The decision of the Secretary is conclusive if supported by substantial evidence, 42 U.S.C.A. Sec. 405(g) (West 1983), and conflicts in the evidence are to be resolved by the Secretary and not the court. Richardson v. Perales, 402 U.S. 389 (1971). The question is whether substantial evidence supports the Secretary's findings that (1) Sicca could perform light or sedentary work; (2) he had transferable skills from his previous work; and (3) jobs which Sicca was able to perform despite his impairments were available to him in significant numbers.
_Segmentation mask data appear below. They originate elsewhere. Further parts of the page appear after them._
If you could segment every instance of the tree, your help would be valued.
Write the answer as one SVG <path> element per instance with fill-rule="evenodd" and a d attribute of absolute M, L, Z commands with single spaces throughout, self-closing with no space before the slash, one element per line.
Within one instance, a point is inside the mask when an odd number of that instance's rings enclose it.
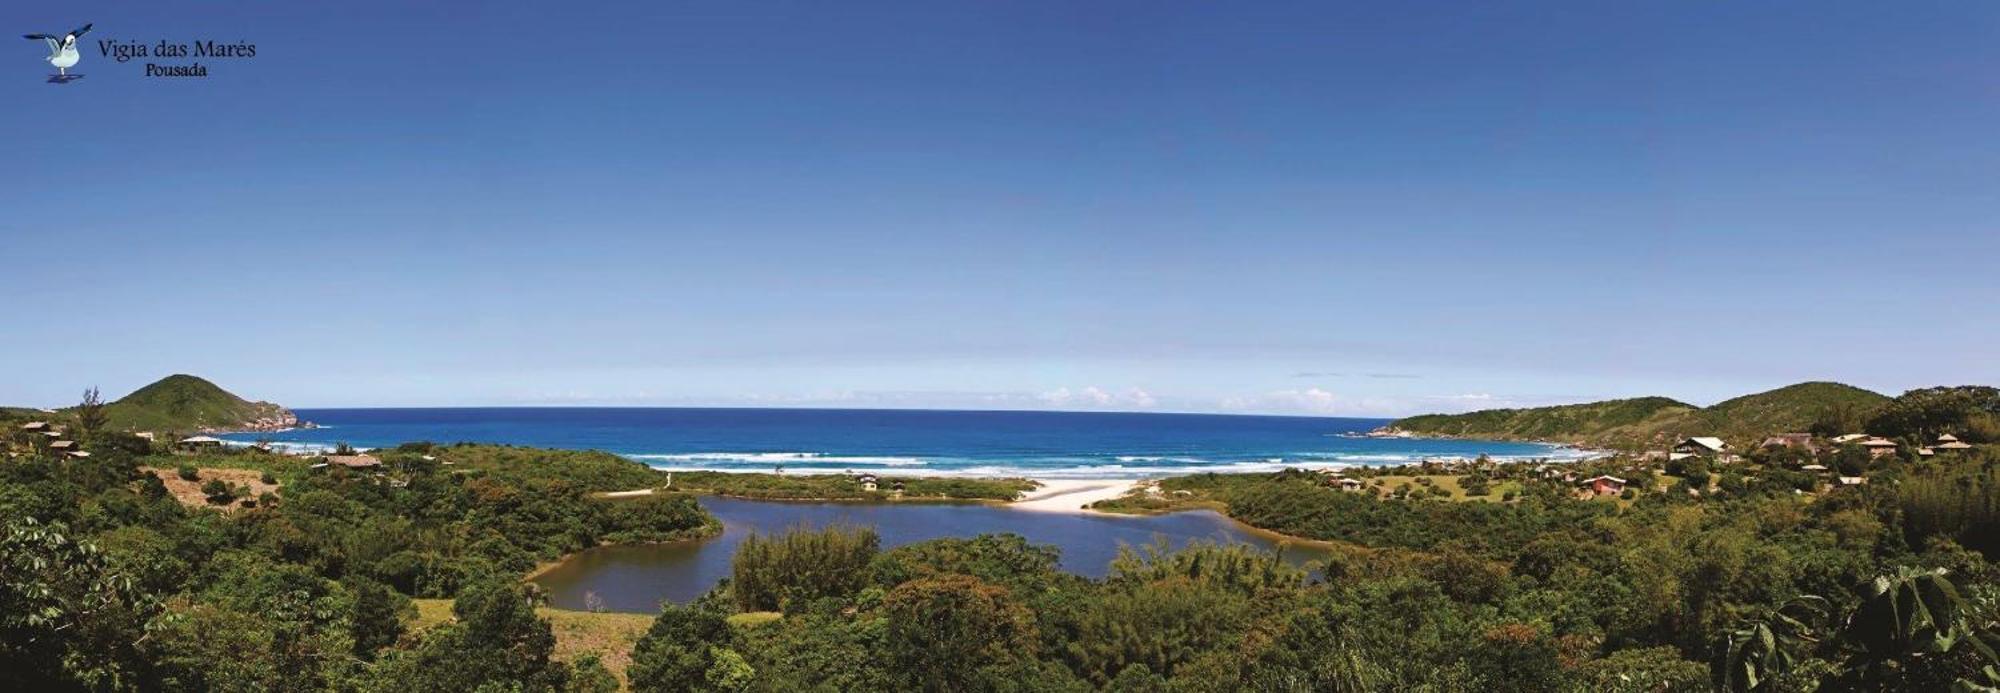
<path fill-rule="evenodd" d="M 1861 606 L 1848 616 L 1840 634 L 1854 651 L 1844 680 L 1890 688 L 1941 686 L 1953 678 L 2000 684 L 2000 676 L 1994 675 L 2000 657 L 1982 641 L 1991 634 L 1971 620 L 1970 606 L 1944 571 L 1899 566 L 1869 580 L 1861 593 Z M 1955 651 L 1971 653 L 1984 671 L 1926 671 Z"/>
<path fill-rule="evenodd" d="M 552 691 L 567 685 L 569 667 L 552 659 L 554 631 L 535 615 L 533 599 L 513 580 L 493 578 L 467 586 L 451 612 L 456 623 L 433 628 L 415 650 L 384 659 L 376 670 L 379 687 Z"/>
<path fill-rule="evenodd" d="M 777 537 L 751 535 L 730 564 L 730 590 L 743 611 L 792 609 L 866 587 L 881 546 L 873 528 L 793 529 Z"/>
<path fill-rule="evenodd" d="M 1791 672 L 1803 652 L 1819 641 L 1817 628 L 1826 613 L 1826 600 L 1808 595 L 1786 603 L 1767 619 L 1724 633 L 1709 658 L 1710 681 L 1716 690 L 1735 693 L 1776 690 L 1779 677 Z"/>
<path fill-rule="evenodd" d="M 0 533 L 0 690 L 138 687 L 153 597 L 62 523 Z"/>
<path fill-rule="evenodd" d="M 354 656 L 374 659 L 377 651 L 403 637 L 402 615 L 409 600 L 380 582 L 362 577 L 349 578 L 347 589 L 354 595 L 354 610 L 348 616 Z"/>
<path fill-rule="evenodd" d="M 1486 631 L 1471 660 L 1473 673 L 1494 689 L 1557 691 L 1566 683 L 1555 641 L 1525 623 L 1503 623 Z"/>
<path fill-rule="evenodd" d="M 735 631 L 713 606 L 667 604 L 633 645 L 625 674 L 632 690 L 648 693 L 738 690 L 749 665 L 731 649 L 735 643 Z"/>
<path fill-rule="evenodd" d="M 104 428 L 105 419 L 104 399 L 98 396 L 97 388 L 84 390 L 83 401 L 76 405 L 76 427 L 83 430 L 86 439 L 94 438 Z"/>
<path fill-rule="evenodd" d="M 1007 588 L 969 575 L 913 580 L 882 601 L 883 647 L 906 690 L 984 688 L 979 670 L 1032 659 L 1034 625 Z"/>

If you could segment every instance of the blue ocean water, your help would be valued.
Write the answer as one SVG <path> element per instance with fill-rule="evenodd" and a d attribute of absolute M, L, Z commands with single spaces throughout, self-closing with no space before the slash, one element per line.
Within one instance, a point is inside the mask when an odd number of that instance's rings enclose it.
<path fill-rule="evenodd" d="M 660 469 L 1137 478 L 1206 471 L 1573 458 L 1552 445 L 1349 437 L 1384 419 L 865 409 L 301 409 L 320 428 L 232 434 L 318 448 L 427 440 L 596 449 Z"/>

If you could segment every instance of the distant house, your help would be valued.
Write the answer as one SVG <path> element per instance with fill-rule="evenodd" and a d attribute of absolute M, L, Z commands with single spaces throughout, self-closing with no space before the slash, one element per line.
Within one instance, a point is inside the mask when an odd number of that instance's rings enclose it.
<path fill-rule="evenodd" d="M 1774 436 L 1771 436 L 1771 437 L 1769 437 L 1769 438 L 1765 438 L 1765 439 L 1764 439 L 1764 442 L 1763 442 L 1763 443 L 1760 443 L 1760 444 L 1758 445 L 1758 447 L 1766 447 L 1766 448 L 1805 448 L 1805 449 L 1807 449 L 1807 450 L 1811 450 L 1811 449 L 1813 449 L 1813 442 L 1812 442 L 1812 434 L 1811 434 L 1811 433 L 1780 433 L 1780 434 L 1778 434 L 1778 435 L 1774 435 Z"/>
<path fill-rule="evenodd" d="M 1860 486 L 1868 483 L 1868 477 L 1863 476 L 1843 476 L 1837 478 L 1840 479 L 1840 485 L 1842 486 Z"/>
<path fill-rule="evenodd" d="M 1896 441 L 1887 438 L 1869 438 L 1856 444 L 1868 448 L 1869 457 L 1883 457 L 1893 454 L 1896 452 L 1897 447 Z"/>
<path fill-rule="evenodd" d="M 1952 454 L 1964 450 L 1971 450 L 1972 445 L 1963 440 L 1959 440 L 1958 436 L 1946 433 L 1944 435 L 1937 437 L 1937 443 L 1932 445 L 1931 449 L 1936 450 L 1940 454 Z"/>
<path fill-rule="evenodd" d="M 1809 465 L 1806 465 L 1806 466 L 1803 466 L 1803 467 L 1800 467 L 1800 468 L 1799 468 L 1799 471 L 1801 471 L 1801 472 L 1812 472 L 1812 473 L 1814 473 L 1814 474 L 1819 474 L 1819 473 L 1822 473 L 1822 472 L 1825 472 L 1825 471 L 1826 471 L 1826 465 L 1823 465 L 1823 464 L 1809 464 Z"/>
<path fill-rule="evenodd" d="M 78 449 L 74 440 L 57 440 L 49 443 L 49 452 L 65 453 Z"/>
<path fill-rule="evenodd" d="M 181 450 L 187 452 L 195 452 L 199 450 L 213 450 L 215 448 L 222 447 L 222 439 L 210 436 L 194 436 L 191 438 L 182 438 L 180 442 L 177 443 L 177 445 L 180 447 Z"/>
<path fill-rule="evenodd" d="M 863 474 L 863 475 L 861 475 L 860 477 L 856 478 L 856 479 L 855 479 L 855 481 L 858 481 L 858 482 L 861 482 L 861 490 L 863 490 L 863 491 L 871 491 L 871 492 L 872 492 L 872 491 L 874 491 L 875 489 L 877 489 L 877 488 L 880 488 L 880 486 L 878 486 L 878 485 L 877 485 L 877 484 L 875 483 L 875 482 L 876 482 L 876 479 L 875 479 L 875 475 L 873 475 L 873 474 Z"/>
<path fill-rule="evenodd" d="M 382 466 L 382 460 L 374 455 L 327 455 L 327 464 L 337 464 L 348 469 L 374 469 Z"/>
<path fill-rule="evenodd" d="M 1609 474 L 1584 479 L 1583 487 L 1590 489 L 1591 495 L 1615 496 L 1625 492 L 1625 480 Z"/>
<path fill-rule="evenodd" d="M 1680 443 L 1674 445 L 1674 452 L 1683 455 L 1701 455 L 1703 457 L 1711 457 L 1723 454 L 1728 451 L 1729 451 L 1729 444 L 1722 442 L 1721 438 L 1716 438 L 1714 436 L 1695 436 L 1693 438 L 1682 438 Z"/>
<path fill-rule="evenodd" d="M 29 422 L 27 422 L 27 423 L 24 423 L 24 424 L 21 424 L 21 430 L 23 430 L 23 431 L 36 431 L 36 432 L 41 432 L 41 431 L 46 431 L 46 430 L 49 430 L 49 422 L 47 422 L 47 421 L 29 421 Z"/>
<path fill-rule="evenodd" d="M 1344 477 L 1344 476 L 1337 476 L 1332 479 L 1327 479 L 1326 485 L 1332 486 L 1342 491 L 1359 491 L 1361 490 L 1361 487 L 1364 486 L 1364 484 L 1361 483 L 1360 479 Z"/>
<path fill-rule="evenodd" d="M 1834 436 L 1833 442 L 1835 445 L 1846 445 L 1848 443 L 1860 442 L 1867 439 L 1868 439 L 1868 434 L 1866 433 L 1843 433 L 1841 435 Z"/>
<path fill-rule="evenodd" d="M 63 455 L 81 460 L 81 459 L 88 459 L 90 457 L 90 452 L 85 450 L 71 450 L 69 452 L 63 453 Z"/>
<path fill-rule="evenodd" d="M 898 496 L 903 495 L 903 480 L 897 479 L 889 482 L 889 492 Z"/>

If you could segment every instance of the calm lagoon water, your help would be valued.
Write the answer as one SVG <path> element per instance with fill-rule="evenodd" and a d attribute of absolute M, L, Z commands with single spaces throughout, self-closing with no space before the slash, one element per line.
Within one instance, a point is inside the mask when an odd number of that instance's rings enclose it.
<path fill-rule="evenodd" d="M 554 606 L 582 609 L 595 593 L 611 611 L 650 613 L 662 601 L 686 602 L 729 576 L 730 557 L 753 532 L 845 523 L 872 526 L 883 548 L 944 537 L 1012 532 L 1030 543 L 1062 550 L 1062 568 L 1101 577 L 1121 545 L 1141 545 L 1164 537 L 1174 546 L 1203 539 L 1275 549 L 1272 539 L 1208 511 L 1154 517 L 1045 513 L 969 504 L 788 503 L 704 498 L 702 505 L 721 518 L 722 536 L 707 541 L 641 546 L 607 546 L 585 551 L 535 578 Z M 1294 563 L 1321 558 L 1314 547 L 1285 547 Z"/>

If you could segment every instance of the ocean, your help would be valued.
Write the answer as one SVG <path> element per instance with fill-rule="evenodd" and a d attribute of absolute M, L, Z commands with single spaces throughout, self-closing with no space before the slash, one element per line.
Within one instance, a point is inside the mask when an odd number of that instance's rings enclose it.
<path fill-rule="evenodd" d="M 1425 459 L 1575 459 L 1554 445 L 1357 437 L 1386 419 L 866 409 L 301 409 L 320 425 L 224 436 L 291 449 L 410 441 L 595 449 L 665 470 L 1141 478 Z"/>

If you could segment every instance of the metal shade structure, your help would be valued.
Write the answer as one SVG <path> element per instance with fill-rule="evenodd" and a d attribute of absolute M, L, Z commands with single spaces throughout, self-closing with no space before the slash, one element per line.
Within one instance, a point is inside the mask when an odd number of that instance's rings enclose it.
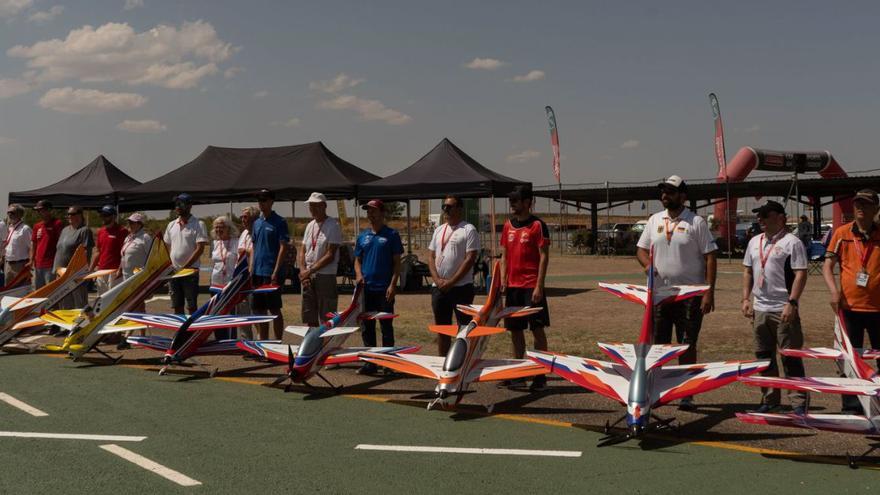
<path fill-rule="evenodd" d="M 117 168 L 104 155 L 98 155 L 75 174 L 52 185 L 9 193 L 9 202 L 30 207 L 45 199 L 54 207 L 96 208 L 116 204 L 122 191 L 138 185 L 140 182 Z"/>

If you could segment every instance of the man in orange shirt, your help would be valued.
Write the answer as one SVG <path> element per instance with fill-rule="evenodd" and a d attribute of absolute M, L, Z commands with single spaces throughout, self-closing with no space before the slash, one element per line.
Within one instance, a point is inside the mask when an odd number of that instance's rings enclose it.
<path fill-rule="evenodd" d="M 865 332 L 871 346 L 880 347 L 880 226 L 874 217 L 880 201 L 871 189 L 853 198 L 853 222 L 834 231 L 822 275 L 831 292 L 831 308 L 842 315 L 847 336 L 855 348 L 864 348 Z M 840 264 L 840 289 L 834 265 Z M 854 396 L 843 396 L 843 411 L 861 414 Z"/>

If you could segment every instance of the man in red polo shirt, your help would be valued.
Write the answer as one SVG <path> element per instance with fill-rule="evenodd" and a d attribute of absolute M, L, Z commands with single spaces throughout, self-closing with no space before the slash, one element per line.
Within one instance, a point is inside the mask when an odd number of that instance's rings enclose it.
<path fill-rule="evenodd" d="M 92 270 L 116 270 L 122 261 L 122 244 L 128 237 L 128 229 L 116 223 L 116 208 L 110 205 L 102 206 L 98 211 L 101 214 L 103 227 L 98 229 L 98 241 L 95 246 L 98 252 L 92 257 Z M 115 273 L 99 277 L 95 280 L 98 286 L 98 294 L 107 292 L 122 281 Z"/>
<path fill-rule="evenodd" d="M 61 219 L 52 216 L 52 203 L 45 199 L 37 201 L 34 211 L 40 215 L 40 221 L 31 231 L 31 267 L 34 269 L 34 290 L 55 279 L 52 264 L 55 261 L 55 246 L 64 224 Z"/>
<path fill-rule="evenodd" d="M 547 350 L 544 327 L 550 326 L 550 312 L 544 296 L 544 278 L 550 261 L 550 232 L 547 225 L 532 215 L 532 189 L 517 186 L 508 195 L 511 218 L 501 232 L 501 290 L 507 306 L 531 306 L 541 311 L 522 318 L 507 318 L 504 326 L 513 341 L 513 357 L 522 359 L 526 352 L 523 331 L 528 327 L 535 339 L 535 349 Z M 502 382 L 501 386 L 517 386 L 523 379 Z M 532 391 L 547 387 L 547 378 L 538 375 L 532 381 Z"/>

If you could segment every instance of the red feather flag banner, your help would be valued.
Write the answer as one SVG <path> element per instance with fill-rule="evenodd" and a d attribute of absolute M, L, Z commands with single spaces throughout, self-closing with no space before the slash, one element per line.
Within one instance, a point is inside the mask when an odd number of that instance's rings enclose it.
<path fill-rule="evenodd" d="M 559 133 L 556 132 L 556 114 L 553 113 L 551 107 L 545 107 L 547 112 L 547 120 L 550 123 L 550 144 L 553 146 L 553 175 L 556 176 L 556 183 L 562 184 L 562 173 L 559 168 Z"/>
<path fill-rule="evenodd" d="M 727 180 L 727 152 L 724 150 L 724 124 L 721 123 L 721 107 L 718 97 L 709 93 L 709 104 L 712 105 L 712 120 L 715 121 L 715 160 L 718 162 L 718 176 Z"/>

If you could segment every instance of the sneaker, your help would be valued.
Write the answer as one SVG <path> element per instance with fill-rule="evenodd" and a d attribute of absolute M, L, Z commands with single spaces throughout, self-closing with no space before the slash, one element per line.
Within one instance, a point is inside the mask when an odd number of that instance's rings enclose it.
<path fill-rule="evenodd" d="M 357 370 L 357 374 L 358 374 L 358 375 L 375 375 L 377 371 L 379 371 L 379 367 L 376 366 L 375 364 L 373 364 L 373 363 L 364 363 L 364 365 L 361 366 L 361 367 Z"/>
<path fill-rule="evenodd" d="M 804 406 L 797 406 L 791 410 L 791 413 L 794 414 L 795 416 L 806 416 L 807 415 L 807 408 Z"/>
<path fill-rule="evenodd" d="M 685 397 L 678 402 L 679 411 L 695 411 L 696 409 L 697 405 L 694 404 L 693 397 Z"/>
<path fill-rule="evenodd" d="M 382 368 L 382 373 L 385 376 L 397 376 L 397 372 L 391 368 Z"/>
<path fill-rule="evenodd" d="M 754 412 L 759 414 L 767 414 L 779 410 L 779 404 L 761 404 Z"/>
<path fill-rule="evenodd" d="M 117 351 L 124 351 L 126 349 L 131 349 L 131 344 L 129 344 L 128 342 L 123 340 L 122 342 L 116 344 Z"/>
<path fill-rule="evenodd" d="M 499 384 L 499 387 L 506 388 L 522 388 L 526 386 L 525 378 L 514 378 L 513 380 L 504 380 Z"/>
<path fill-rule="evenodd" d="M 529 391 L 531 392 L 543 392 L 547 390 L 547 377 L 544 375 L 538 375 L 532 380 L 532 384 L 529 385 Z"/>
<path fill-rule="evenodd" d="M 861 416 L 865 414 L 865 411 L 857 407 L 844 407 L 840 410 L 840 414 L 856 414 Z"/>

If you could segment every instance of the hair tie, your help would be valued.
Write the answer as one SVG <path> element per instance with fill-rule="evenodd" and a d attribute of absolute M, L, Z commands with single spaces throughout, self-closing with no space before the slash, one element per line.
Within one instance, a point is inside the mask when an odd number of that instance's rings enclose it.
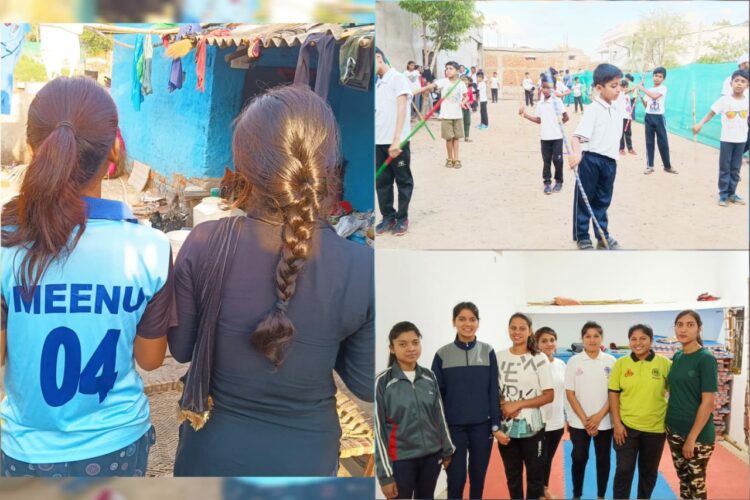
<path fill-rule="evenodd" d="M 73 133 L 75 133 L 76 131 L 76 128 L 73 126 L 73 123 L 69 122 L 68 120 L 57 122 L 57 125 L 55 125 L 55 129 L 58 129 L 60 127 L 69 127 L 73 131 Z"/>
<path fill-rule="evenodd" d="M 279 311 L 286 312 L 289 309 L 289 302 L 286 300 L 277 300 L 275 306 Z"/>

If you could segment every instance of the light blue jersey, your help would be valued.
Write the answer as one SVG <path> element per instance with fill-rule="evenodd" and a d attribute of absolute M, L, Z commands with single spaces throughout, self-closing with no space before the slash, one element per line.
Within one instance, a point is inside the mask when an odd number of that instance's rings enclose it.
<path fill-rule="evenodd" d="M 169 241 L 132 223 L 120 202 L 84 201 L 83 236 L 67 259 L 48 267 L 32 297 L 16 281 L 25 250 L 2 249 L 2 450 L 24 462 L 97 457 L 151 425 L 133 343 L 146 306 L 167 282 Z"/>

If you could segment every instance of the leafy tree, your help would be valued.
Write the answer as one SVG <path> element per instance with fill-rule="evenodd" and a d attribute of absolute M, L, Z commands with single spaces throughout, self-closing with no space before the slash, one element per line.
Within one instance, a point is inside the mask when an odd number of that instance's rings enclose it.
<path fill-rule="evenodd" d="M 677 56 L 685 47 L 686 40 L 680 37 L 687 21 L 682 14 L 666 10 L 655 10 L 638 22 L 630 42 L 630 67 L 643 71 L 656 66 L 673 67 Z"/>
<path fill-rule="evenodd" d="M 435 55 L 441 50 L 457 50 L 468 31 L 483 23 L 474 0 L 402 0 L 399 6 L 416 14 L 421 21 L 422 64 L 435 72 Z"/>
<path fill-rule="evenodd" d="M 728 33 L 719 33 L 711 40 L 706 41 L 705 46 L 708 47 L 709 52 L 698 59 L 699 63 L 723 63 L 736 60 L 746 51 L 748 39 L 745 38 L 738 42 L 732 39 Z"/>
<path fill-rule="evenodd" d="M 112 51 L 112 37 L 100 35 L 93 30 L 84 29 L 80 37 L 81 49 L 84 57 L 104 56 Z"/>

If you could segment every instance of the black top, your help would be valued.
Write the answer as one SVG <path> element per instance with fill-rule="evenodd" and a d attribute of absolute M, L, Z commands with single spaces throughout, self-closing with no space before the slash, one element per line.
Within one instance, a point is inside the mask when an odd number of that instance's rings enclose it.
<path fill-rule="evenodd" d="M 333 370 L 358 398 L 373 400 L 373 251 L 319 224 L 287 311 L 294 341 L 284 364 L 274 371 L 250 344 L 250 335 L 276 302 L 281 226 L 250 217 L 243 223 L 221 290 L 210 389 L 215 406 L 202 430 L 183 426 L 175 473 L 327 475 L 326 458 L 337 458 L 340 434 Z M 179 326 L 168 338 L 180 362 L 192 357 L 199 324 L 193 276 L 214 257 L 205 249 L 216 226 L 212 221 L 195 227 L 175 263 Z M 234 444 L 201 449 L 198 441 L 212 434 Z M 293 439 L 290 447 L 282 443 L 286 439 Z M 252 453 L 264 440 L 279 444 Z M 240 457 L 227 456 L 235 446 L 247 448 Z M 321 464 L 324 469 L 315 468 Z"/>

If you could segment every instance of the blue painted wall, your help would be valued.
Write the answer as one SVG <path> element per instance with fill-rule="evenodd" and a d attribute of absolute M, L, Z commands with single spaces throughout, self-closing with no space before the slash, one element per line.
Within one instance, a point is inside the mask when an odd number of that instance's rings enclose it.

The medical evidence substantiates the finding that Sicca could perform light or sedentary work. Sicca's treating physician stated that Sicca had moderate limitation of motion in his right knee. Although another treating physician described Sicca as completely disabled from his normal work, he also stated that he could be trained for sedentary work. Three other physicians found that Sicca's knees were impaired, but did not conclude that he was totally disabled.
Two medical examiners found only a 10 to 20 percent disability in Sicca's wrist, and diagnosed no serious problems. Examiners also found varying degrees of pain and disability associated with musculo-ligamentous back sprain, but there was no evidence of total disability from this, or from Sicca's blood pressure problems. Finally, the reports of Sicca's problems with nervousness and anxiety, and the extent to which they rendered him disabled, were at best inconsistent.
Sicca worked for over 35 years in plumbing, a licensed craft or trade. In his testimony, a vocational expert listed a number of skills that Sicca had acquired which were transferable to light jobs. This is sufficient to support a finding of transferable skills. See Ingle v. Heckler, 763 F.2d 169, 170 (4th Cir.1985).
The vocational expert also testified regarding jobs for which Sicca is suited that exist in significant numbers in the area in which Sicca lives. Sicca contends that the expert's response to a hypothetical question established that there were no jobs available for him. However, the hypothetical question assumed, among other facts, a claimant who could lift no more than 15 pounds and was in constantly severe pain. Sicca testified that he could lift up to 25 pounds, and the ALJ did not find credible Sicca's testimony that he actually experienced the disabling pain he described. Thus, the elements of the hypothetical question included facts which were unsupported by the record, and the vocational expert's response was not probative of Sicca's claim.